China and the United States should enhance cultural exchanges to promote the heart-to-heart communication between the peoples of both countries, Chinese Culture Minister Sun Jiazheng said in Washington on Monday.
In a keynote speech at the National Press Club in downtown Washington, Sun said there are many differences between China and the Untied States which will undoubtedly bring about some confrontations and friction, but it is these differences that have produced great curiosity and mutual appeal between the two countries.
"Without such differences, the world might become more tranquil, but at the same time, to a large extent, it would lose its glories and fall into monotony," he said.
Sun was in Washington to inaugurate the month-long Festival of China at the John F. Kennedy Center for Performing Arts, which opened on Saturday.
He said China and the United Sates share common interests in many areas, such as economy, trade, anti-terrorism, international and regional security, and culture. "The two countries can learn from each other in many areas," he noted.
The development of Sino-US cultural relations, he said, is still not in perfect balance, and the American public's understanding of China and Chinese culture still has room for improvement.
China imported a large quantity of TV plays and movies in 2004, with 40-50 percent of them from the United States, whereas China's export of cultural products to the United States was insignificant, the minister said.
Sun cautioned that there are some people who tend to exaggerate the differences and friction between the two countries and the two cultures, while overlooking their common interests and compatibility.
"It is natural and not surprising for any two nations to have differences or conflicts, but what matters most is that we should solve these conflicts and problems on the principle of candidness, sincerity, reciprocity, mutual respect and equal consultations," he said.
At home, the Chinese government pledges to build a harmonious society, securing peace, tranquility and the well-being and happiness for all the Chinese people, while in the world, China sticks to the peaceful foreign policy of independence and self-reliance, seeking friendly relations with all other countries in their common pursuit for peace, cooperation and common development, he said.
Sun noted that China stands for the independence of all nations' cultures and also the diversity of world cultures, advocates the concepts of "cherishing peace and harmony, preserving solidarity in diversity and pursuing common development."
China will integrate itself into the world with more open gestures and further expand international culture exchanges, he pledged.
Cultural exchanges will not only bring enormous economic benefits, but also immense social benefits. Cultural exchanges can reach deep into people's minds with a lasting and profound effect, he said.
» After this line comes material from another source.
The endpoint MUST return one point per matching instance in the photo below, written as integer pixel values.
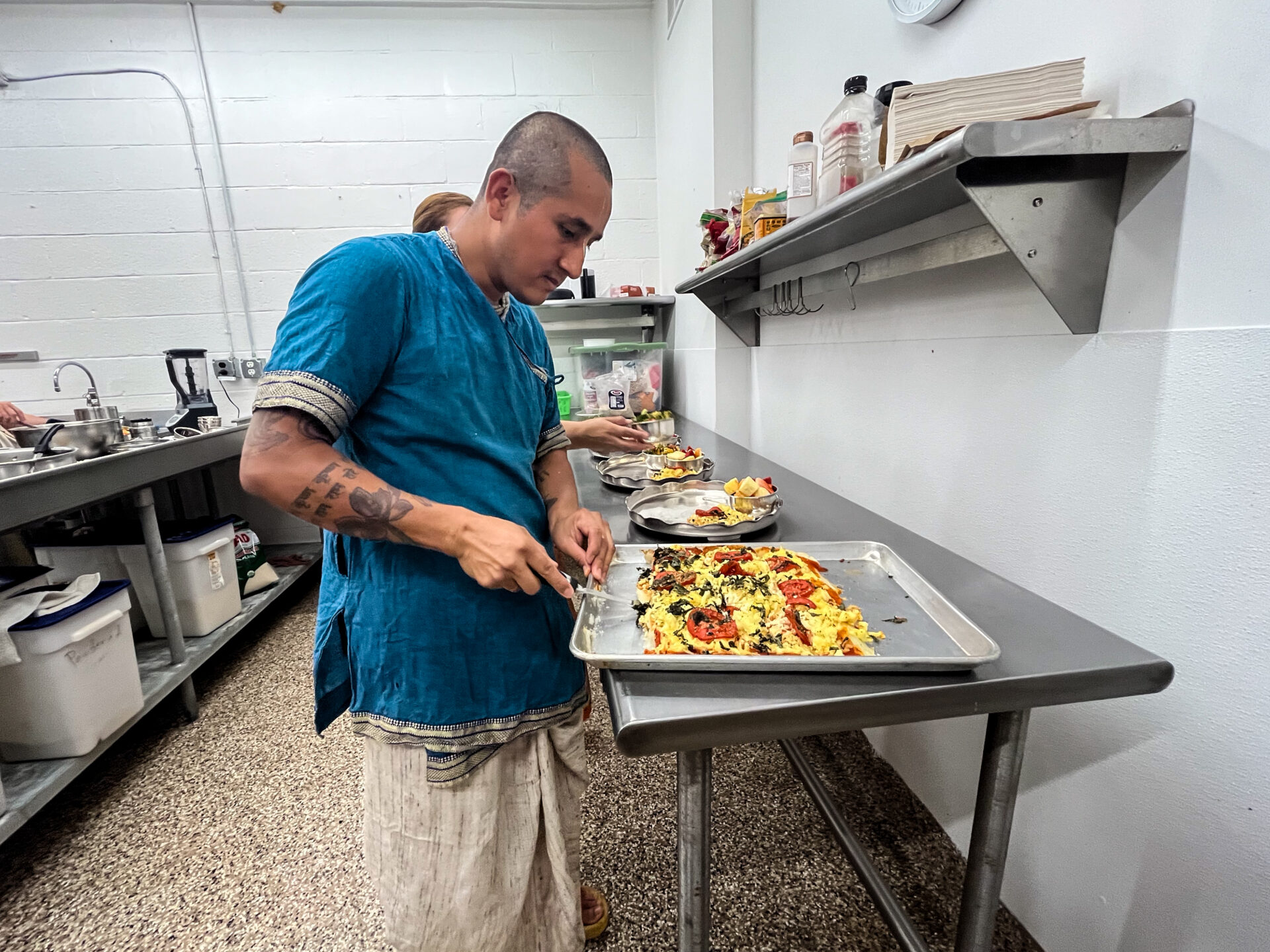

China and the Untied States should enhance communication and find the differences and similarities between the two cultures, and embrace the connections and concord of the two cultures in all their diversity, he said.
Sun called for open minds and open hearts in the exchanges between China and the United States.
Citing Martin Luther King's famous speech I Have a Dream, Sun said people today share King's dream "that one day every valley shall be exalted, every hill shall be made low, the rough places will be made plain, and the crooked places will be made straight."
"We firmly believe that art and culture, as the greatest vehicle for human emotions, can best express our dreams," he said.